Further, Mendez said, Medicaid is critical in managing asthma, which he called the most common chronic disease among children. Medicaid and the Children’s Health Insurance Program cover nearly half of all children with asthma, he added, making these programs essential for access to lifesaving treatments.
“Medicaid cuts or policy changes that restrict eligibility, increase out-of-pocket costs, or limit access to specialists would disproportionately harm asthma patients, particularly in low-income and medically underserved communities,” Mendez said.
Pappalardo agreed that cuts to Medicaid as well as Medicare could lead to worse outcomes.
“That might even strap our resources further, so we may be seeing more severe presentations and uncontrolled disease states than we’ve had before,” she said.
Taking action
Mendez said that AAFA will continue to provide updated information about the status of clinical programs.
“However, there is no viable replacement for the CDC’s programs,” Mendez said. “The work they do cannot be replicated by private corporations, state health departments or nonprofit organizations. These critical programs must be restored.”
AAFA is encouraging people to act, Mendez said, with an online form that connects people with legislators. AAFA is also hosting a briefing at the U.S. Capitol on World Asthma Day, which is May 6, to highlight the impact of cuts to NACP and other programs. Mendez noted that the time to take action to protect and preserve these programs is now.

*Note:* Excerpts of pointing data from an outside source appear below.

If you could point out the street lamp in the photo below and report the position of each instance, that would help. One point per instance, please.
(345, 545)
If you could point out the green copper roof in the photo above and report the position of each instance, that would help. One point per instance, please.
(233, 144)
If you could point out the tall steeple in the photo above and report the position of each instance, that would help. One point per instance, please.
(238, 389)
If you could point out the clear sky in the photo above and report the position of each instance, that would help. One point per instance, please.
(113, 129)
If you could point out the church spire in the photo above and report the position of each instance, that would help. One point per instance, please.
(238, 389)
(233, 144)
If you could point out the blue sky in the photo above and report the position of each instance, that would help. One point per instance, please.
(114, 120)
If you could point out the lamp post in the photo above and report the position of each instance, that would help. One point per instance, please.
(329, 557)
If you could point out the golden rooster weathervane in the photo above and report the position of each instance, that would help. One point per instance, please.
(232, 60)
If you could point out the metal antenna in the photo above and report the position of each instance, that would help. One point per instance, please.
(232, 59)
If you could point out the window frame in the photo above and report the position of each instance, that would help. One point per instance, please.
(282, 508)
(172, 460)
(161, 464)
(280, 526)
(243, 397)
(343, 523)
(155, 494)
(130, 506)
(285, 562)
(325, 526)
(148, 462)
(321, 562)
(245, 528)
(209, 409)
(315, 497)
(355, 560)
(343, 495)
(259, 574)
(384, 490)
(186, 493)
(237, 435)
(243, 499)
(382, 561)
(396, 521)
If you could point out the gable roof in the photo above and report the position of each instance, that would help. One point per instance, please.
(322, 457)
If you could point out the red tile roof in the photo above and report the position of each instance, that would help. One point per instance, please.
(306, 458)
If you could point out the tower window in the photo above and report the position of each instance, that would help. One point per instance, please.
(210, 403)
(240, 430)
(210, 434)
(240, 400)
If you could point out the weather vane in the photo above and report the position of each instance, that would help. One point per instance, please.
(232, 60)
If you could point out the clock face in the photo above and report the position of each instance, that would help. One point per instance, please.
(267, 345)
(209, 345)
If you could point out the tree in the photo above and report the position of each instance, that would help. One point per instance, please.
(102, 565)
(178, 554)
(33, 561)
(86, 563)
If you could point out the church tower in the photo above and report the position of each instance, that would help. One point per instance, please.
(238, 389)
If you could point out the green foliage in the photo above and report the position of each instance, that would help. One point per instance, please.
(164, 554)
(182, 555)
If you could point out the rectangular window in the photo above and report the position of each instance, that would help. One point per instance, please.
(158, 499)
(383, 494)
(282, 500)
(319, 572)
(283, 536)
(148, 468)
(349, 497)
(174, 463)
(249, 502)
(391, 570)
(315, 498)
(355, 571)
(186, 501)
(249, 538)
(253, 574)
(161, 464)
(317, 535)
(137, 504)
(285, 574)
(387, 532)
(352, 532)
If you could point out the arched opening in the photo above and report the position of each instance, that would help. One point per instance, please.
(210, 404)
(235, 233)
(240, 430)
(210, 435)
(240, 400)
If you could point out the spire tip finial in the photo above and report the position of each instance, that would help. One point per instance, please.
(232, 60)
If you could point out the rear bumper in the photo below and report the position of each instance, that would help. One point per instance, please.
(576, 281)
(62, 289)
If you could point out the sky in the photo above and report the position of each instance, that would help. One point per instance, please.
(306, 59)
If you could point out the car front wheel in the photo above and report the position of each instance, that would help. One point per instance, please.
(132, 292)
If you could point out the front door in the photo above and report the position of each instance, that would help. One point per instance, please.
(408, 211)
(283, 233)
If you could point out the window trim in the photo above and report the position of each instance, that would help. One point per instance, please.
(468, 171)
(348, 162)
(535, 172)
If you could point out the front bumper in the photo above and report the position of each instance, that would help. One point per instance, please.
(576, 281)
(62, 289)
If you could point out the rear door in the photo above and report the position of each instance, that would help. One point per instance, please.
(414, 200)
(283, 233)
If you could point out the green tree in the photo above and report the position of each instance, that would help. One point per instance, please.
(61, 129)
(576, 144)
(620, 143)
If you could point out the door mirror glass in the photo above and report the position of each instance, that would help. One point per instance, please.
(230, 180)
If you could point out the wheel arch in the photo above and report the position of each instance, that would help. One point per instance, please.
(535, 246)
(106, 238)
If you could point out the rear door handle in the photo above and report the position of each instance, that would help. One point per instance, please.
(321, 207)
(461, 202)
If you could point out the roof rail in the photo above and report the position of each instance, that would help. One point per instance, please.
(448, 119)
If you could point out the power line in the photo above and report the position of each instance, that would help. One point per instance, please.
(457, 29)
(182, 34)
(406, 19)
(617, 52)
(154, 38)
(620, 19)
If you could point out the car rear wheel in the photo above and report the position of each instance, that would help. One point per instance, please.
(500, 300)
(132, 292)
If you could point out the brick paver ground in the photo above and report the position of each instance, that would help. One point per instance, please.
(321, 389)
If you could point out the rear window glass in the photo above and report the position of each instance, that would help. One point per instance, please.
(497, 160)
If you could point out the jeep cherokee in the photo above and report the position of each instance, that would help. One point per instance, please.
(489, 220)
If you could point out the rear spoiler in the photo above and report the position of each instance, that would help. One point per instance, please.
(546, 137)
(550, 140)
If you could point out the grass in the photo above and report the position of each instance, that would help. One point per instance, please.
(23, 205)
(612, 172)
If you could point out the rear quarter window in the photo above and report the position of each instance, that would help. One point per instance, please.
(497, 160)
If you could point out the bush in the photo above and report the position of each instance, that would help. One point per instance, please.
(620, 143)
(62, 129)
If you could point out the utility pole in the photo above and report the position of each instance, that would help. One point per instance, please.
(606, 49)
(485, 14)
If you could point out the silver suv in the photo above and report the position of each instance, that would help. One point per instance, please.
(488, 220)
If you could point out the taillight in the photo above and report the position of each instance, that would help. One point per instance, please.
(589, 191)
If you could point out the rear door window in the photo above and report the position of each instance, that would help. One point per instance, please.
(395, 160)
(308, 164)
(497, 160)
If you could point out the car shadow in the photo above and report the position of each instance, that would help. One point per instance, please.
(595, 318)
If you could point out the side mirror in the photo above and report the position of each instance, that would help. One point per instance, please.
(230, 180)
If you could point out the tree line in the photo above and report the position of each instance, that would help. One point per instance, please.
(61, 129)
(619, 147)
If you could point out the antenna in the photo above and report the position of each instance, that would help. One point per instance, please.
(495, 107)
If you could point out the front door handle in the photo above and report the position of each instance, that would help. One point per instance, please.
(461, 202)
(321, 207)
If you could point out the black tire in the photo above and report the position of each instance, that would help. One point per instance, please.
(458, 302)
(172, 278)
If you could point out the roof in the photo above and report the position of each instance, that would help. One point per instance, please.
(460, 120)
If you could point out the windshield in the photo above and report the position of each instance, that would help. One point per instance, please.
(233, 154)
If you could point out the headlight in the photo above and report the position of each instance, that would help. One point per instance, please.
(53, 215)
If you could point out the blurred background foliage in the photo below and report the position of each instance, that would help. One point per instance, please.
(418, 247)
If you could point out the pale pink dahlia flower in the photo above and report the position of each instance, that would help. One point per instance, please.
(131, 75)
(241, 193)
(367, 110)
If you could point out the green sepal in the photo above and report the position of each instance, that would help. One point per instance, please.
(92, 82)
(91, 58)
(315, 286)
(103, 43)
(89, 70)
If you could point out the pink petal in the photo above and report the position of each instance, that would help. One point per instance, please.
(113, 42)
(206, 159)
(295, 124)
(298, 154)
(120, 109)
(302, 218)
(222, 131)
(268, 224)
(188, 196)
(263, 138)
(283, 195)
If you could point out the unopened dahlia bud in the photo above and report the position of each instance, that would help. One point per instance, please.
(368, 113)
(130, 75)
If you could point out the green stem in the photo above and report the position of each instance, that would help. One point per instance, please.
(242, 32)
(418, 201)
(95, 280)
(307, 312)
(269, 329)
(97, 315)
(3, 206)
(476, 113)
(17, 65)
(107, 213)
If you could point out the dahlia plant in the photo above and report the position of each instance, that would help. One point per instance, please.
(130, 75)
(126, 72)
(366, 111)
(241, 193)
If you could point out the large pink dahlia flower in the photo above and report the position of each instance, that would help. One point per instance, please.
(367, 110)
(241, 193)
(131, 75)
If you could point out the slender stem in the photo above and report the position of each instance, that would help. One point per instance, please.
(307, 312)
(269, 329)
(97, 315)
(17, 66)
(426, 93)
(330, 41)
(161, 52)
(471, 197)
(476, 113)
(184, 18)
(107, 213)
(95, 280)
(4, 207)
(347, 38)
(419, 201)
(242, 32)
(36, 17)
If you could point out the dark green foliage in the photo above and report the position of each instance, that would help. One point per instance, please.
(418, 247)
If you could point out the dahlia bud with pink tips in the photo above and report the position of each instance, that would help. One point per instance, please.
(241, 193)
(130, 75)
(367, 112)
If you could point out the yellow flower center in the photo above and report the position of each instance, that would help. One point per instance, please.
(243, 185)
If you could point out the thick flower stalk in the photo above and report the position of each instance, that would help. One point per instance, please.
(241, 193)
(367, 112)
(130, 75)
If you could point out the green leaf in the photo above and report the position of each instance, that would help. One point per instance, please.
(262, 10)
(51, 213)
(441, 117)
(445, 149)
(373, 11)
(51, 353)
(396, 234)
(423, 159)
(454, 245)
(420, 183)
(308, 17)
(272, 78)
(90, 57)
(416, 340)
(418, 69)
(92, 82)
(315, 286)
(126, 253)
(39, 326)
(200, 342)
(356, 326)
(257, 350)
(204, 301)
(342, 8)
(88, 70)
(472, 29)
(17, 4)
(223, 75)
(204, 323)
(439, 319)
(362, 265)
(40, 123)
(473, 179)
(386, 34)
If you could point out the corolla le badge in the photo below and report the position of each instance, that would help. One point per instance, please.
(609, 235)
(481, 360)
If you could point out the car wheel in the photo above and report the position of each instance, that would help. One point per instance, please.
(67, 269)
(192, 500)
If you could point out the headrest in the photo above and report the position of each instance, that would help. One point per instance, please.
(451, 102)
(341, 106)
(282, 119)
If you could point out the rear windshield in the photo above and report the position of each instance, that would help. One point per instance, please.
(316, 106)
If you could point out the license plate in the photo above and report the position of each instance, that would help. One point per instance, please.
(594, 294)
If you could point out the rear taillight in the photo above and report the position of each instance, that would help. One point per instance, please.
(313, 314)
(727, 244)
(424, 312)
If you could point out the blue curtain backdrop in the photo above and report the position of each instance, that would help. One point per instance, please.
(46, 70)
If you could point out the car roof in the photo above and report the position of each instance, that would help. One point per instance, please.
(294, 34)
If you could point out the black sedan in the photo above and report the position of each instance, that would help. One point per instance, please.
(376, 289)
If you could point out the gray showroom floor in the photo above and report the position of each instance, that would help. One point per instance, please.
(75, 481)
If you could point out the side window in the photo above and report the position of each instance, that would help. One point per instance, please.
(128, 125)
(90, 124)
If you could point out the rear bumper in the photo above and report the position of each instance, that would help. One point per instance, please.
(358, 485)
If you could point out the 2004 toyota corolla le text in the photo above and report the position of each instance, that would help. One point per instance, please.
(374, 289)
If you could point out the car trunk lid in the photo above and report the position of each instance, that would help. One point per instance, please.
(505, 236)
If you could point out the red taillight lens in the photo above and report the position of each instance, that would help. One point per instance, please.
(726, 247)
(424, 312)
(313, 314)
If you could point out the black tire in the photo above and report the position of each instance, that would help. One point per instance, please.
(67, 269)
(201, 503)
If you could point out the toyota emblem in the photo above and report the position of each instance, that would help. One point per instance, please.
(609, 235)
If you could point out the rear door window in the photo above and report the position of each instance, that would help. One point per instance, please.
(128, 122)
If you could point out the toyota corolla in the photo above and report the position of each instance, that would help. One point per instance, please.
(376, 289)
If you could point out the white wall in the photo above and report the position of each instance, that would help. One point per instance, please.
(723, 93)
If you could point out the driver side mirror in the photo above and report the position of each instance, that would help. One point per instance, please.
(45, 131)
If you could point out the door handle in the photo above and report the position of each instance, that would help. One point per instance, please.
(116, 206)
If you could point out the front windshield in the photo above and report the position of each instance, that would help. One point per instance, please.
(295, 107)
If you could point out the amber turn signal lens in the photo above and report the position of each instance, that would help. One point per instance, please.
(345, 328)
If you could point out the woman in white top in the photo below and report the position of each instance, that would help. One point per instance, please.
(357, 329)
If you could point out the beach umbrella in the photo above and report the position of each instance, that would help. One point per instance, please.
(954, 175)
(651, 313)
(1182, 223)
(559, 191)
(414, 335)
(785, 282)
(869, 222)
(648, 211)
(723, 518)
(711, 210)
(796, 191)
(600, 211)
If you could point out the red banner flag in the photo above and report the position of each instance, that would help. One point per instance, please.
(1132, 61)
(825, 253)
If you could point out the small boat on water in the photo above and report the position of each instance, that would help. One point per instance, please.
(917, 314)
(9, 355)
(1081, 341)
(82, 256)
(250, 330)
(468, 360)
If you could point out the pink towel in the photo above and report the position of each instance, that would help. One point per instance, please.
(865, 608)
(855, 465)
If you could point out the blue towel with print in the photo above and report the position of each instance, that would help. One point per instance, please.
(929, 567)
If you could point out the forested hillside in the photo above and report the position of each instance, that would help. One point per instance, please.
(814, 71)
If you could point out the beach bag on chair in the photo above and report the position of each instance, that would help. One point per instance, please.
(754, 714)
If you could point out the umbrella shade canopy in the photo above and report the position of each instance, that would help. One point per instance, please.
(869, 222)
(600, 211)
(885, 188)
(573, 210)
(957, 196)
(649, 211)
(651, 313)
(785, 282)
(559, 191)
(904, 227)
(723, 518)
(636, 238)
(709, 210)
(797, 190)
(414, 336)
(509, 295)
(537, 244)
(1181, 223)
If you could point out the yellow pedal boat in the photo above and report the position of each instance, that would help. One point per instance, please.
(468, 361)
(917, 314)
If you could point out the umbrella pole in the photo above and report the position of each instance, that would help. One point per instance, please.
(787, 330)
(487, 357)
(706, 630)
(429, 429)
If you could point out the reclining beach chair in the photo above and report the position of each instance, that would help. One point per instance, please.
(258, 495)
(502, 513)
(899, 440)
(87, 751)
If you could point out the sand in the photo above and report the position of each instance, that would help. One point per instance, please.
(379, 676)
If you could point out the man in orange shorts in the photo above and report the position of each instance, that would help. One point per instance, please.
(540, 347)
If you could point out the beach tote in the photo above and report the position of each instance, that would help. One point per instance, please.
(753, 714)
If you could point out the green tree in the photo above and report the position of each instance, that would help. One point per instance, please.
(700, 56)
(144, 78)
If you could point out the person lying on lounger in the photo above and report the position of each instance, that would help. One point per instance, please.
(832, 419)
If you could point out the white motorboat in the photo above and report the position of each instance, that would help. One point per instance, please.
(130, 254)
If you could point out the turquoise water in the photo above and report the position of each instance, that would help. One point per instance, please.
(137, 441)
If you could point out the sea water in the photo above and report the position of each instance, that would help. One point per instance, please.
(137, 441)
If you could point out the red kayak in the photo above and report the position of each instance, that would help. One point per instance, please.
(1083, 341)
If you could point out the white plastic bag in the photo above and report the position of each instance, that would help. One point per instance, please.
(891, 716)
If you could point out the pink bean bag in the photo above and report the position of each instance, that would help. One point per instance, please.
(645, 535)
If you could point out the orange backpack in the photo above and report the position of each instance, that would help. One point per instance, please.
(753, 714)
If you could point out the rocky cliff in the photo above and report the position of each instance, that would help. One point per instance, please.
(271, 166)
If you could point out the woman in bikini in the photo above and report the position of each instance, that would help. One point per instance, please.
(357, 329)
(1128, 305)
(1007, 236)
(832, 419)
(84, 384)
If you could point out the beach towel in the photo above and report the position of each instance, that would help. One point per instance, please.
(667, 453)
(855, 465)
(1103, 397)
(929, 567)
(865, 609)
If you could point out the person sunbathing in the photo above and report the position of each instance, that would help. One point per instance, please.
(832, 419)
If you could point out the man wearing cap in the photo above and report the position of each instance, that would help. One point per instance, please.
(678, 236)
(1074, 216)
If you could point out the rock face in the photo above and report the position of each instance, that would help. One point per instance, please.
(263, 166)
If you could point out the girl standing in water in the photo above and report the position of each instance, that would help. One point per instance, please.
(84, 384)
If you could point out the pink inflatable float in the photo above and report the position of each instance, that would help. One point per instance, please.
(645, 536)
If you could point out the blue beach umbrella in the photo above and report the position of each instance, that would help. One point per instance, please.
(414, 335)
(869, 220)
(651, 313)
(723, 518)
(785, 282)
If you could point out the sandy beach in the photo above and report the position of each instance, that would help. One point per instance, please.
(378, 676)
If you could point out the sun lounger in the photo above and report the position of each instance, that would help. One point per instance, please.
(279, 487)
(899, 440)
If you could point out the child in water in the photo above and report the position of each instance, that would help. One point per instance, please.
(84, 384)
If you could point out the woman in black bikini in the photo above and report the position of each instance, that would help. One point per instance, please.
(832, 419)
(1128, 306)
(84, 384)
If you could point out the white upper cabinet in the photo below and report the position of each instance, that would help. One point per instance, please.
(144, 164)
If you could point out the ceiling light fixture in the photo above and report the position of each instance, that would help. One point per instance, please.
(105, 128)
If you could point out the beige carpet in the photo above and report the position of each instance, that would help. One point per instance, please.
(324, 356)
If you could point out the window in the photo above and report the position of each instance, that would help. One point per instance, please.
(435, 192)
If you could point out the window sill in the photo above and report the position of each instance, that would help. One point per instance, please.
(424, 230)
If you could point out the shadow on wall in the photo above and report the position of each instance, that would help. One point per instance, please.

“Call on Congress to stop harmful cuts and restore critical public health programs,” Mendez said.
AAN also is asking members of the asthma community to specifically ask their legislators to reinstate NACP via its advocacy website.
AAN will make its case as it meets with members of Congress on May 7 during Allergy & Asthma Day Capitol Hill in Washington, D.C.
“We will address all of our policy priority areas, including adequate funding for federal programs that benefit people living with asthma, allergies and related conditions,” Mitchell said.
Rep. David Valadao (R-Calif.) will attend AAN’s lunch briefing during the event, and Rep. Debbie Dingell (D-Mich.) has been invited to the briefing and offer remarks as well.
Pappalardo agreed that physicians and other health care providers should make their voices heard.
“Continue to do what you do well, but also realize that you are a testimony for so many people that might not have a voice,” she said. “That voice that you have and that you’ve been given the privilege to use could be used for the good and the health of our nation. Now is the time to speak up.”
As these cuts roll out, Pappalardo also encouraged physicians not to give up as patients lose access to up-to-date care and providers no longer have the resources they used to have.
“We need to realize our strength and power as physicians,” she said.
Mitchell encouraged physicians and other members of the asthma community to continue their work as well.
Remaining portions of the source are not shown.